Acquedotto di Trento: rimandato a novembre
Le accuse de lprof. Mattei deflagrano sulla proposta del sindaco di “riacquisto” delle canne dell’acqua
Quando martedì 18 giugno il sindaco di Trento Andreatta si è presentato al consiglio comunale che doveva decidere sulla nuova società per la gestione di acquedotto e rifiuti dicendo che ritirava la parte sull’acquedotto (rimandando la discussione a dopo l’estate), e mandava invece avanti solo la parte sui rifiuti, c’è stato un generale sospiro di sollievo. Le opposizioni - coalizzate destra e sinistra - avevano annunciato un pesante ostruzionismo che avrebbe potuto paralizzare il consiglio per numerose settimane.

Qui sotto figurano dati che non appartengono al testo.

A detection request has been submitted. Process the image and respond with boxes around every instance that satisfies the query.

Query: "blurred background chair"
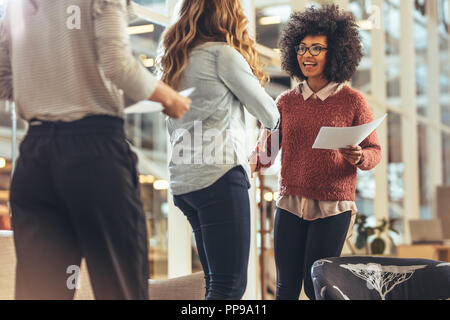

La scelta del sindaco provava a rasserenare gli animi, dando ulteriore spazio ad un confronto tirato fuori dal freezer ideologico-elettorale in realtà solo da qualche settimana, grazie all’intervento del professor Ugo Mattei (giurista di fama internazionale specialista di beni comuni, docente all’università di Trento negli anni ‘90), che è entrato nel merito delle scelte proposte dall’amministrazione tramite interviste ai quotidiani e grazie ad un video-collegamento con un gruppo di consiglieri comunali della città, mettendo in campo una carica di concretezza giuridico-amministrativa che prima era mancata, non disgiunta naturalmente dal ruolo di custode del referendum sull’acqua del 2011, di cui è stato uno degli estensori.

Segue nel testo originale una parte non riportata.